Pada kesempatan yang penuh khidmat ini, izinkan saya (sebut nama), siswa kelas V, perwakilan dari UPTD SD (sebut nama sekolah), membawakan sebuah pidato dalam rangka memperingati Hari Pendidikan Nasional tahun 2023, dengan judul “Arti Peran Ki Hadjar Dewantara bagi Kiat Pendidikan Kita Hari Ini”
- Isi
Hadirin sekalian, yang saya hormati dan saya banggakan!
Pendidikan merupakan suatu bidang kehidupan yang sangat bernilai dan berguna bagi kita. Ketika berbicara tentang perkembangan dan kemajuan pendidikan di Indonesia sejak zaman penjajahan hingga saat ini, kita patut berterima kepada Ki Hadjar Dewantara. Ki Hadjar Dewantara adalah seorang pahlawan yang telah berperan merintis dan memajukan pendidikan bangsa Indonesia.
Bukti peran Ki Hadjar Dewantara dalam memajukan pendidikan di Indonesia, antara lain dengan mendirikan Taman Siswa pada tahun 1922. Saat itu, beliau berhasil menyadarkan masyarakat bahwa pendidikan itu adalah hal penting. Beliau juga mencetuskan semboyan Tut Wuri Handayani dengan menegaskan bahwa seorang guru harus mampu memberi inspirasi teladan, menciptakan ide dan memberi motivasi kepada peserta didik.

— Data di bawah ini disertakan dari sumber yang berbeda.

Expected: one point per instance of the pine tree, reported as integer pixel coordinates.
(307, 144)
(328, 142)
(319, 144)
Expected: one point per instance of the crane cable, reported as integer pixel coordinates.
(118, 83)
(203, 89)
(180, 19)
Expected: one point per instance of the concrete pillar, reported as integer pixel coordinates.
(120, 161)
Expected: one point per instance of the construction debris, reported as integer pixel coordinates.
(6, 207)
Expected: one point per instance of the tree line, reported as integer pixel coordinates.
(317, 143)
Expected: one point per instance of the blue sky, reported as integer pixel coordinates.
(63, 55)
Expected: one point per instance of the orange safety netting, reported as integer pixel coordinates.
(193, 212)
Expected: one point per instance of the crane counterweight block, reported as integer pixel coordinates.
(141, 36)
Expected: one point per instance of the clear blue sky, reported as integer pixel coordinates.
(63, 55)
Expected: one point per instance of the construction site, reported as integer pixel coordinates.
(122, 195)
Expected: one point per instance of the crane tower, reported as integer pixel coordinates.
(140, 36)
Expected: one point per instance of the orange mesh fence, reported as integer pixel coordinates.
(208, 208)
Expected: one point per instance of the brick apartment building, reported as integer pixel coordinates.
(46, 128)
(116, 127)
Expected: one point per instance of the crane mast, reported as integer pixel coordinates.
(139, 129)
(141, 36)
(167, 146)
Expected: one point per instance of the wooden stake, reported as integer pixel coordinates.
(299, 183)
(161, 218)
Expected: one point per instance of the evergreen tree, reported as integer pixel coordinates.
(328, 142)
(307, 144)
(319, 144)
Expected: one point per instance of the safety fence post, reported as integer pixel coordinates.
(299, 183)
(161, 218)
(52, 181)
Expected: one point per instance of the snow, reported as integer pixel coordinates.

Atas peran dan jasanya itu, Ki Hadjar Dewantara dinobatkan sebagai Bapak Pendidikan Nasional dan Menteri Pendidikan Indonesia yang pertama pada tahun 1956. Kemudian, tanggal 2 Mei sebagai tanggal lahir Ki Hadjar Dewantara ditetapkan sebagai Hari Pendidikan Nasional Indonesia sejak tahun 1959.

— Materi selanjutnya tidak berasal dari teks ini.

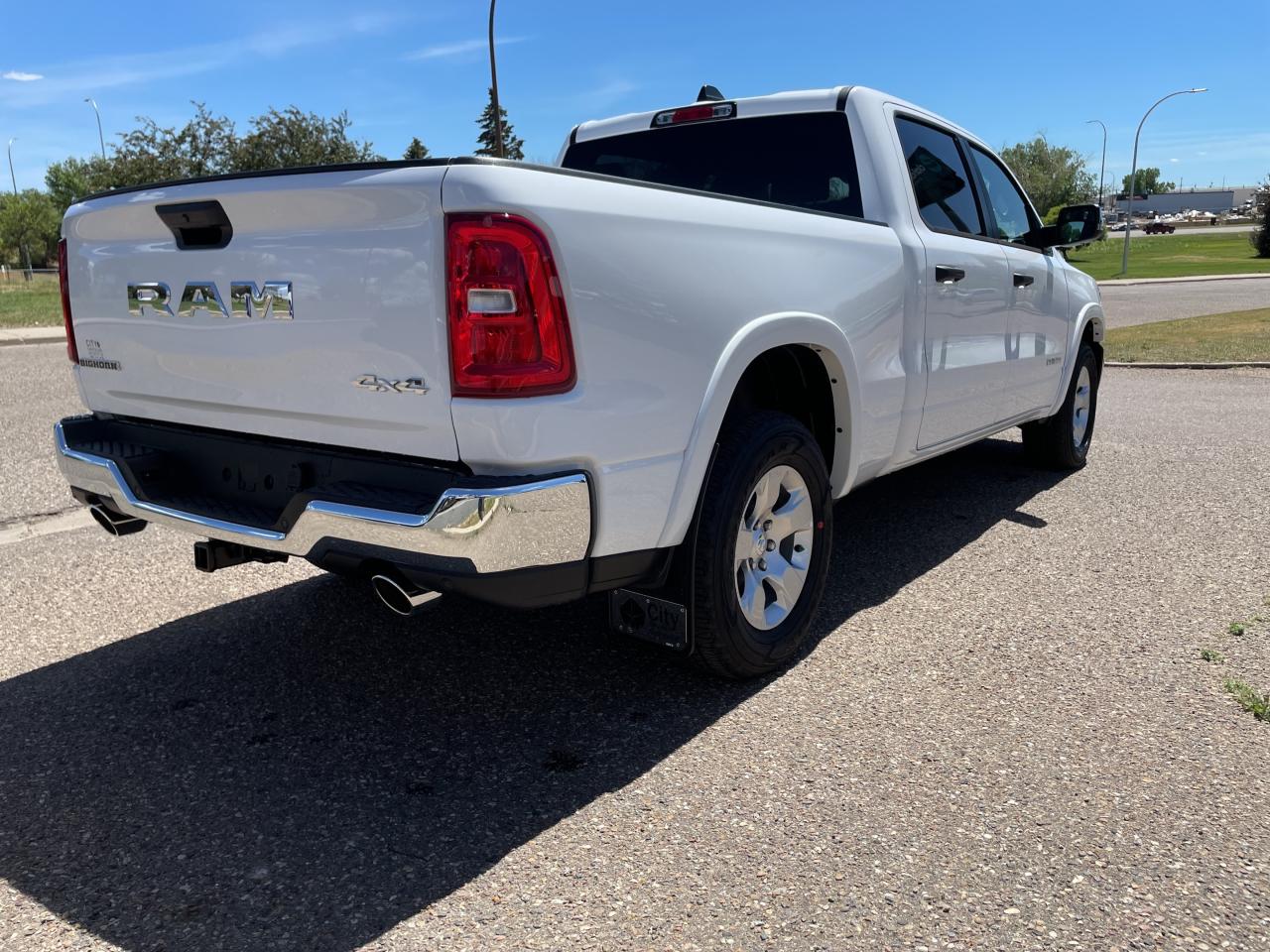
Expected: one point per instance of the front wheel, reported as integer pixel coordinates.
(762, 547)
(1062, 440)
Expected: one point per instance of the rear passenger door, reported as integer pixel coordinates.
(1037, 326)
(965, 286)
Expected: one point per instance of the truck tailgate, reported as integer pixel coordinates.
(361, 362)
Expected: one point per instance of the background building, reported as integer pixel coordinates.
(1201, 199)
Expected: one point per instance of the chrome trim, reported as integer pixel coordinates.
(499, 529)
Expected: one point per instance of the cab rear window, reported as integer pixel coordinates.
(802, 159)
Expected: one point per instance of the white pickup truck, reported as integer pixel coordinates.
(648, 370)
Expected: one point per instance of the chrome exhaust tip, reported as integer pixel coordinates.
(400, 595)
(116, 524)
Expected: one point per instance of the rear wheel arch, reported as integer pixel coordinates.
(816, 353)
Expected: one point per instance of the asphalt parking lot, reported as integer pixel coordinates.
(1003, 739)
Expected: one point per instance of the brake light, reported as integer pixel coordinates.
(63, 280)
(508, 327)
(695, 113)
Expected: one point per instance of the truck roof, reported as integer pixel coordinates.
(807, 100)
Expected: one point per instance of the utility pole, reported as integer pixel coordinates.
(99, 136)
(1133, 176)
(26, 254)
(493, 82)
(1103, 167)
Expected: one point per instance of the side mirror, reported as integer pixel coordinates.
(1078, 225)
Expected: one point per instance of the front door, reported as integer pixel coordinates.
(1037, 327)
(965, 282)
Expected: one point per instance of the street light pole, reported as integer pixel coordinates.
(13, 178)
(99, 136)
(1102, 169)
(1133, 176)
(493, 84)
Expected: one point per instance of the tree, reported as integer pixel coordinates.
(1051, 176)
(72, 179)
(30, 225)
(291, 139)
(1148, 182)
(1260, 238)
(203, 146)
(416, 150)
(488, 137)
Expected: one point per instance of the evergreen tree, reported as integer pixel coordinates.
(416, 150)
(488, 137)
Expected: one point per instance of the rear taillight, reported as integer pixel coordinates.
(508, 327)
(71, 350)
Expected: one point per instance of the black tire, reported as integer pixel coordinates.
(1051, 442)
(724, 642)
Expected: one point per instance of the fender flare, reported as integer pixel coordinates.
(747, 344)
(1091, 313)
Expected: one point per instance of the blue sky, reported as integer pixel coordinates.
(421, 68)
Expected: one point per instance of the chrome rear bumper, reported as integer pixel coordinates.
(495, 530)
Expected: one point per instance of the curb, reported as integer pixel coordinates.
(1188, 366)
(32, 335)
(1129, 282)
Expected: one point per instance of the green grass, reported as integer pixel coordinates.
(1250, 699)
(33, 303)
(1170, 255)
(1241, 335)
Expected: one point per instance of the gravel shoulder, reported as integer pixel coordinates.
(1005, 737)
(1143, 303)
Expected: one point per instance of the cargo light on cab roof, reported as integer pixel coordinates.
(695, 113)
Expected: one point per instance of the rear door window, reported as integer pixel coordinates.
(942, 181)
(801, 159)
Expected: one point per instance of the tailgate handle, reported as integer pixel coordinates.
(197, 223)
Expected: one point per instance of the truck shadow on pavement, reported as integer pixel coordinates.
(302, 771)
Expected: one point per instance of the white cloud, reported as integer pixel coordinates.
(462, 48)
(72, 80)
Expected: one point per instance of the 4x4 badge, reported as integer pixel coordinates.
(381, 385)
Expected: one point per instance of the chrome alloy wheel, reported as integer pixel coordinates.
(774, 547)
(1080, 408)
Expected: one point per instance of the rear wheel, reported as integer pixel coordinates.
(1062, 440)
(762, 547)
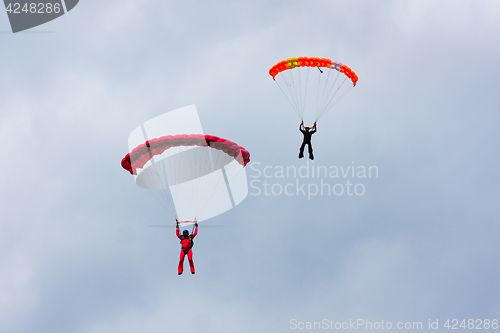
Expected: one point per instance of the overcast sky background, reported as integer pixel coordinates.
(77, 254)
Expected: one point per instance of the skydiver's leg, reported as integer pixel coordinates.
(191, 263)
(181, 263)
(311, 156)
(301, 150)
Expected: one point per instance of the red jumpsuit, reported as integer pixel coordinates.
(186, 244)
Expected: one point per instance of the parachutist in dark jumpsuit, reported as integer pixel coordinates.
(307, 139)
(186, 245)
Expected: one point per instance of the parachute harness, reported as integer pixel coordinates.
(328, 91)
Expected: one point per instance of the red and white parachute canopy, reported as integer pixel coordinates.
(194, 176)
(313, 85)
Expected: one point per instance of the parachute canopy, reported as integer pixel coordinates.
(143, 153)
(193, 176)
(311, 86)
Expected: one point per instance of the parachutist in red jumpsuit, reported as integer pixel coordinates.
(307, 139)
(186, 245)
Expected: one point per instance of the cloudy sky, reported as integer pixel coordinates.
(76, 250)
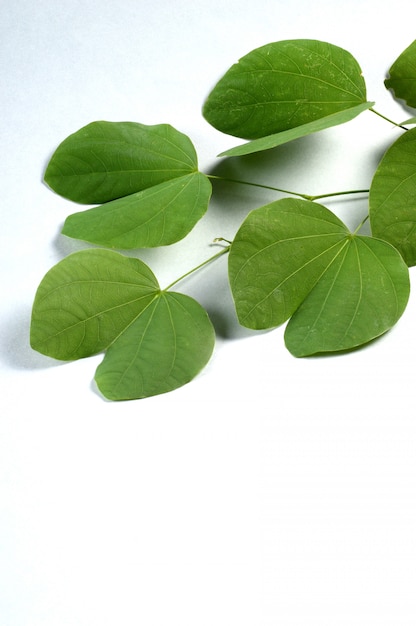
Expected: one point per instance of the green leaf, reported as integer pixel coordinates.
(97, 300)
(86, 300)
(402, 76)
(283, 85)
(163, 349)
(361, 295)
(393, 197)
(153, 217)
(411, 120)
(272, 141)
(107, 160)
(296, 258)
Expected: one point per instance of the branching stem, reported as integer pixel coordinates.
(388, 119)
(213, 258)
(292, 193)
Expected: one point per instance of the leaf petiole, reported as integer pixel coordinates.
(388, 119)
(304, 196)
(213, 258)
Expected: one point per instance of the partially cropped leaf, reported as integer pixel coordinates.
(296, 258)
(107, 160)
(402, 76)
(278, 139)
(283, 85)
(97, 300)
(393, 197)
(153, 217)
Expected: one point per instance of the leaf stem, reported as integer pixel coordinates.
(246, 182)
(388, 119)
(292, 193)
(216, 256)
(361, 224)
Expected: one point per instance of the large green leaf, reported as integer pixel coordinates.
(153, 217)
(107, 160)
(296, 258)
(402, 76)
(278, 139)
(361, 295)
(283, 85)
(97, 300)
(393, 197)
(164, 348)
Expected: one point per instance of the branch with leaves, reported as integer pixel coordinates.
(290, 261)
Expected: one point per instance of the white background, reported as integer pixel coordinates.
(270, 490)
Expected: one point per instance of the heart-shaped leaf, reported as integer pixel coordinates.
(147, 176)
(284, 85)
(402, 76)
(164, 348)
(361, 295)
(153, 217)
(97, 300)
(296, 258)
(107, 160)
(393, 197)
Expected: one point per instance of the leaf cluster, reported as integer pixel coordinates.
(292, 260)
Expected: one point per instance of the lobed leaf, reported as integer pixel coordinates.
(393, 197)
(97, 300)
(86, 300)
(284, 85)
(402, 76)
(361, 295)
(153, 217)
(107, 160)
(295, 259)
(163, 349)
(277, 256)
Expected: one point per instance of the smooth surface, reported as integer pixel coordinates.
(270, 490)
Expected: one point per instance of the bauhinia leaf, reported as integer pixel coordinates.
(393, 197)
(284, 85)
(402, 76)
(361, 295)
(147, 176)
(153, 217)
(107, 160)
(296, 258)
(164, 348)
(97, 300)
(278, 139)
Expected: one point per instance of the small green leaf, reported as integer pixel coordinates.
(272, 141)
(163, 349)
(86, 300)
(402, 76)
(97, 300)
(393, 197)
(410, 121)
(295, 259)
(107, 160)
(283, 85)
(361, 295)
(153, 217)
(277, 256)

Hadirin sekalian, yang saya hormati dan saya banggakan!
Pada tahun ini, kita memperingati Hari Pendidikan Nasional yang ke 64. Kita harus tahu bahwa arti penting dari peran Ki Hadjar Dewantara adalah warisan teladan dan semangat pantang menyerah dalam perjuangan memajukan pendidikan bangsa.

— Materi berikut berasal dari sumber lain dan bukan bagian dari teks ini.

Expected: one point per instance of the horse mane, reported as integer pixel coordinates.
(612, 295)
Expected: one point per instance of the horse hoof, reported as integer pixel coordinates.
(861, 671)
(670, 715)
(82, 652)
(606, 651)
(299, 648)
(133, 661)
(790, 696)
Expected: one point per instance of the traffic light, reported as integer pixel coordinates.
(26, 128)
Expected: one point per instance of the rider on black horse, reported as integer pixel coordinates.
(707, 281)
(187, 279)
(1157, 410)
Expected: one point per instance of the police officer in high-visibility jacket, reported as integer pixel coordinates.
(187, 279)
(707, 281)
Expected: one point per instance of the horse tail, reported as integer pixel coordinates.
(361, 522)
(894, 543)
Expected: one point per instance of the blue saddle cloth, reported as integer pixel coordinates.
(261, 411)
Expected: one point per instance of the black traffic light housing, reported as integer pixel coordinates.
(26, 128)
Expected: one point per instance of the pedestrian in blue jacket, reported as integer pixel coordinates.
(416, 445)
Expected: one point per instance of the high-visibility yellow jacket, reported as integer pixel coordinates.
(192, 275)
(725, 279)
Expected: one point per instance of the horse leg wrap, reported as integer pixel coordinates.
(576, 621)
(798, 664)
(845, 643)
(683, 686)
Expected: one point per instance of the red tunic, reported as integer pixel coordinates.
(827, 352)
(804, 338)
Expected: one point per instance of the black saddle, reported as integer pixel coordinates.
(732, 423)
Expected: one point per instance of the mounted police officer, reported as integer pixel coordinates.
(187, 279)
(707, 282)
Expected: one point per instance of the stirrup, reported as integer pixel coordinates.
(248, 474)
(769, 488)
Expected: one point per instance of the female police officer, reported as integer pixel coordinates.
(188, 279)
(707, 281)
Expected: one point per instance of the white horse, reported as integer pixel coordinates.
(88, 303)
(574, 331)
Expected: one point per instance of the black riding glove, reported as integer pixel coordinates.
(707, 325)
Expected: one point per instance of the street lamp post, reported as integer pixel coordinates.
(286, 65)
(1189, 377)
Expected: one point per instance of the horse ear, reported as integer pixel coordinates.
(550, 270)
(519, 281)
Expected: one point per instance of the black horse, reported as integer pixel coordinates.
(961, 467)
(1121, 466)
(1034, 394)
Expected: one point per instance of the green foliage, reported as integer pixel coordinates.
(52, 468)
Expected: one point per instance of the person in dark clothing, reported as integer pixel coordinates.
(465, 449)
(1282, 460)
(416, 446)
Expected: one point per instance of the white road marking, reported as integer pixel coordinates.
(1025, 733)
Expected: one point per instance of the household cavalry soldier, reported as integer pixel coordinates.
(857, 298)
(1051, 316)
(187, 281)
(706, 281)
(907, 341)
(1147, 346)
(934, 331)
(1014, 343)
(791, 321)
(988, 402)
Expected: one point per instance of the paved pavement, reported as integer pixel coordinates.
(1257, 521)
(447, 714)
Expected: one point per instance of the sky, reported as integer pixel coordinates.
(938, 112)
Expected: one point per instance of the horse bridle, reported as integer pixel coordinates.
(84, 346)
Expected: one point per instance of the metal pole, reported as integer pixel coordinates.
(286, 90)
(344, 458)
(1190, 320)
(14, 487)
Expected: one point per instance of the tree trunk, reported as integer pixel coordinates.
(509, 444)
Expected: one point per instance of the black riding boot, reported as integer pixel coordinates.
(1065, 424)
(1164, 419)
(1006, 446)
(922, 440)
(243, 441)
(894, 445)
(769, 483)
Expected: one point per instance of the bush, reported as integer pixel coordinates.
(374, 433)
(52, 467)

Dalam teladan dan semangat Ki Hadjar Dewantara, terutama melalui Kurikulum Merdeka yang dicanangkan oleh Bapak Nadiem Makarim, Menteri Pendidikan Indonesia yang sekarang ini, kita harus berjuang untuk berkembang menjadi pribadi yang merdeka. Para guru dan tenaga pendidik harus semakin merdeka mengajarkan nilai pendidikan berkarakter bagi para peserta didik dengan tetap memegang teguh prinsip Tut Wuri Handayani.
Para peserta didik harus berjuang untuk bangkit menjadi Generasi Emas dengan tekun belajar, berdoa, berkreativitas dan berinovasi. Peserta didik harus menjadi generasi yang Berwawasan kebangsaan, Berpikir kritis dan Berbudi pekerti luhur; Bersolidaritas dan Berkarakter, serta Berintrigitas dan Bertakwa.
- Penutup
Hadirian sekalian yang saya hormati dan saya banggakan!
Sebagai point penutup, kita harus tahu bahwa makna peringatan Hari Pendidikan Nasional tahun ini, bukan hanya pada kemeriahan kita mengadakan berbagai perlombaan, tetapi lebih dari itu adalah mengamalkan arti peran Ki Hadjar Dewantara dalam kegiatan belajar mengajar kita setiap hari.
Karena “Kita yang merdeka adalah kita yang selalu tegas menolak untuk dijajah oleh apapun dan siapapun sejak dari hati dan budi kita!”
Demikian pidato saya. Jika ada jarum yang patah jangan simpan di dalam peti; jika ada kata yang salah jangan simpan di dalam hati.
Atas perhatian, saya ucapkan limpah terima kasih.
Selamat Hari Pendidikan Nasional Tahun 2023!
Wassalamualaikum warahmatullahi wabarakatuh,
Om shanti, shanti, shanti, om! Namo buddhaya.